A latest experience called Gemini Live, exclusive to Gemini Advanced subscribers, allows users to have “in-depth” voice chats with Gemini. It’s available within the Gemini apps on mobile and the Pixel Buds Pro 2, where it will possibly be accessed even when your phone’s locked.

With Gemini Live enabled, you may interrupt Gemini while the chatbot’s speaking (in one in every of several latest voices) to ask a clarifying query, and it’ll adapt to your speech patterns in real time. And sometime later this yr, Gemini will have the opportunity to see and reply to your surroundings, either via photos or video captured by your smartphones’ cameras.

Gemini Live
Image Credits: Google

Live can also be designed to function a virtual coach of sorts, helping you rehearse for events, brainstorm ideas, and so forth. For instance, Live can suggest which skills to focus on in an upcoming job or internship interview, and it will possibly give public speaking advice.

You can read our review of Gemini Live here. Spoiler alert: We think the feature has a ways to go before it’s super useful — however it’s early days, admittedly.

Image generation via Imagen 3

Gemini users can generate artwork and pictures using Google’s built-in Imagen 3 model.

Google says that Imagen 3 can more accurately understand the text prompts that it translates into images versus its predecessor, Imagen 2, and is more “creative and detailed” in its generations.
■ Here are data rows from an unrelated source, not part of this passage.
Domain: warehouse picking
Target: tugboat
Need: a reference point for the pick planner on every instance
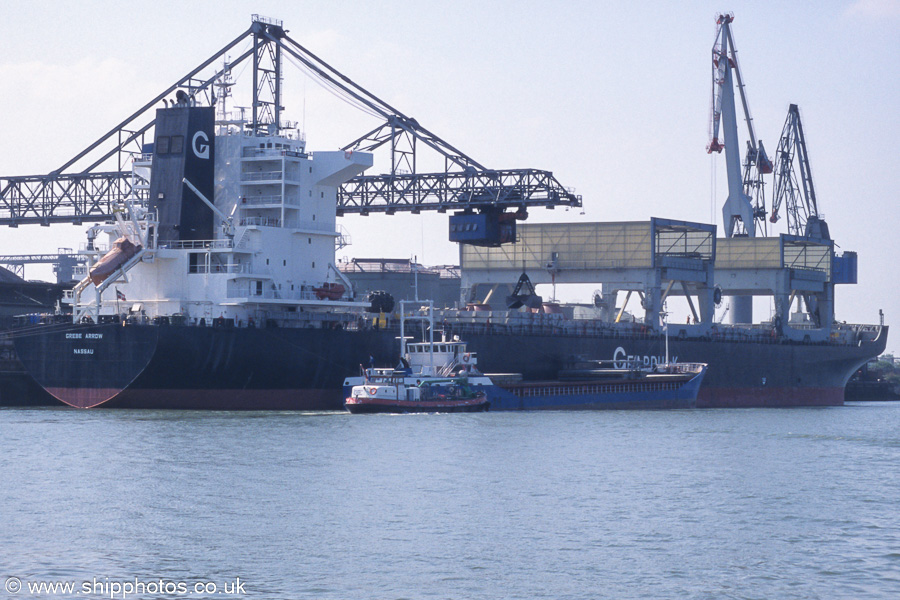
(392, 394)
(432, 377)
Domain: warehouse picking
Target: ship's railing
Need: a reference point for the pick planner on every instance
(517, 323)
(224, 244)
(250, 291)
(272, 152)
(228, 268)
(260, 221)
(270, 199)
(262, 176)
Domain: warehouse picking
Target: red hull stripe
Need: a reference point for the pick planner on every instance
(721, 397)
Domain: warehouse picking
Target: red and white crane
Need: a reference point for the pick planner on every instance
(745, 204)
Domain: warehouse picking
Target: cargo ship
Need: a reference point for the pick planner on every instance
(236, 302)
(215, 286)
(430, 364)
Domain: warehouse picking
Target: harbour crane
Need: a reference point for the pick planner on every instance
(794, 188)
(745, 207)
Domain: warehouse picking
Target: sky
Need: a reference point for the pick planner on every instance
(612, 97)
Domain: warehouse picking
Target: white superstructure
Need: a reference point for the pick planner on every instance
(273, 246)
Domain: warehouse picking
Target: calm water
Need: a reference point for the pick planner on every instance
(790, 503)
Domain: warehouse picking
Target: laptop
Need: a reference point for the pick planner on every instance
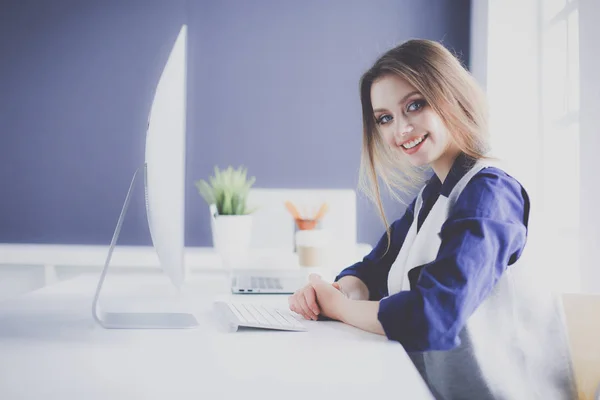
(267, 282)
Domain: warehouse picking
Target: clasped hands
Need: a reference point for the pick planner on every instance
(319, 297)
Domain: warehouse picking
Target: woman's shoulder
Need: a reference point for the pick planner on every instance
(492, 190)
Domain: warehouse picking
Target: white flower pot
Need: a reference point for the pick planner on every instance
(231, 239)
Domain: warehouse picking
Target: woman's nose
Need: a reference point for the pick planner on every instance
(403, 129)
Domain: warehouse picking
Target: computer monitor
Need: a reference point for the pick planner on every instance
(164, 180)
(165, 163)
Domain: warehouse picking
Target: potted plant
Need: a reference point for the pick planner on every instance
(231, 221)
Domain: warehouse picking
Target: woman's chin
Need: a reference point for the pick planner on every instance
(417, 162)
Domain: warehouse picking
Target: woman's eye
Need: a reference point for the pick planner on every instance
(416, 105)
(384, 119)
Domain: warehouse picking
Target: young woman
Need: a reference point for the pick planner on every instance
(445, 280)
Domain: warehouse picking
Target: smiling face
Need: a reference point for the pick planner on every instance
(408, 124)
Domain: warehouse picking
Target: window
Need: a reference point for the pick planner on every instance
(559, 122)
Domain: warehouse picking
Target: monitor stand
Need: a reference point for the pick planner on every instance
(135, 320)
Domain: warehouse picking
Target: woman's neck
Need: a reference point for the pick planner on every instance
(442, 165)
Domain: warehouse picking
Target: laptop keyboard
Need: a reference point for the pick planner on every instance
(259, 282)
(258, 316)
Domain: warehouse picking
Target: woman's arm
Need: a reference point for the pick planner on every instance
(363, 315)
(353, 288)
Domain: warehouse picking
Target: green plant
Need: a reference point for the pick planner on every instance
(228, 189)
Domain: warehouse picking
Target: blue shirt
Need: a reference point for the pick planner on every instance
(485, 232)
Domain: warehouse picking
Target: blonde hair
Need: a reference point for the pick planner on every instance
(448, 88)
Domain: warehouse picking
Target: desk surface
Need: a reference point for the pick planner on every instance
(51, 348)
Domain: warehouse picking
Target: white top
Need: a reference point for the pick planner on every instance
(52, 349)
(513, 346)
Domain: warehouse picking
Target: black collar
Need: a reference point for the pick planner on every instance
(462, 164)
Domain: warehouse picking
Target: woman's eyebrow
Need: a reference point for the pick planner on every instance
(400, 102)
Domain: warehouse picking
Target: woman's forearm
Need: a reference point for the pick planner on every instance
(354, 288)
(362, 314)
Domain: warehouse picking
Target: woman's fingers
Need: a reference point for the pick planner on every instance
(306, 311)
(311, 300)
(304, 302)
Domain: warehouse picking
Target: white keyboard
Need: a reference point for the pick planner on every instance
(250, 315)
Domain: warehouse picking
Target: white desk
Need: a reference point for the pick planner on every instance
(50, 348)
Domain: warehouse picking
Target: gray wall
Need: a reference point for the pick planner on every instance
(270, 83)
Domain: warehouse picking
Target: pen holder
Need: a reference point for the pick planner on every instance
(312, 247)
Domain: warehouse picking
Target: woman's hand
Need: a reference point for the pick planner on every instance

In addition, the model produces fewer artifacts and visual errors (not less than based on Google), and is the very best Imagen model yet for rendering text.

Google Imagen 3
A sample from Imagen 3.
Image Credits: Google

Back in February, Google was forced to pause Gemini’s ability to generate images of individuals after users complained of historical inaccuracies. But in August, the corporate reintroduced people generation for certain users, specifically English-language users signed up for one in every of Google’s paid Gemini plans (e.g., Gemini Advanced) as a part of a pilot program.

Gemini for teens

In June, Google introduced a teen-focused Gemini experience, allowing students to enroll via their Google Workspace for Education school accounts.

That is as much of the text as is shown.